Inklusi Sosial dan Visi Indonesia Emas 2045
Indonesia Flag Wrinkled On Dark Background 3D Render

Inklusi Sosial dan Visi Indonesia Emas 2045

28 juli 2025

Pradhana Abhimantra, Jakarta
Ismail Hasani, Jakarta

Mewujudkan Visi Indonesia Emas 2045, inklusi sosial adalah prasyarat. Prinsip “no one left behind” bukan hanya slogan global, namun tertanam dalam sila kelima Pancasila. Pembangunan harus menyentuh semua warga tanpa diskriminasi.

Ketika kelompok marjinal—seperti penyandang disabilitas, perempuan, komunitas adat, dan agama minoritas—tersisih, potensi kontribusi mereka pada kemajuan bangsa ikut menyusut. Ketimpangan juga bisa memicu konflik sosial, mengikis kepercayaan publik, dan merusak stabilitas.

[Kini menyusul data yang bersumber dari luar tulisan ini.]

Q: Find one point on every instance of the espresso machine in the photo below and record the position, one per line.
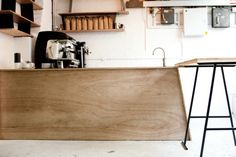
(59, 50)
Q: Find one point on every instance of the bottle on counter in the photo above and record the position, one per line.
(84, 23)
(67, 23)
(95, 23)
(110, 22)
(17, 60)
(90, 23)
(100, 23)
(79, 24)
(106, 25)
(73, 23)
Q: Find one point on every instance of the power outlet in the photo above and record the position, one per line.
(233, 104)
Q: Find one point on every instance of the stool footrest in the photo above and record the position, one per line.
(218, 129)
(210, 117)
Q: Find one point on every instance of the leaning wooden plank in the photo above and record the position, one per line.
(92, 104)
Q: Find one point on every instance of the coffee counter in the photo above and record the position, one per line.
(92, 104)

Laporan Bank Dunia (Inclusion Matters 2013; World Development Report 2006) dan UNDP (Human Development Report 2016, 2019) menunjukkan korelasi kuat antara partisipasi luas dalam pembangunan dengan stabilitas ekonomi dan politik jangka panjang di berbagai negara. Mengabaikan inklusi sosial bukan hanya menghambat produktivitas, tapi juga membatasi inovasi. Karenanya, sumber daya manusia dan pembangunan partisipatif adalah pilar utama mewujudkan Visi Indonesia 2045.

Tak hanya sejalan dengan Pancasila, inklusi sosial juga menjadi fokus dalam pembangunan nasional. Baik RPJPN (2025–2045) maupun RPJMN menyoroti pentingnya tata kelola inklusif dan kemajuan berkeadilan.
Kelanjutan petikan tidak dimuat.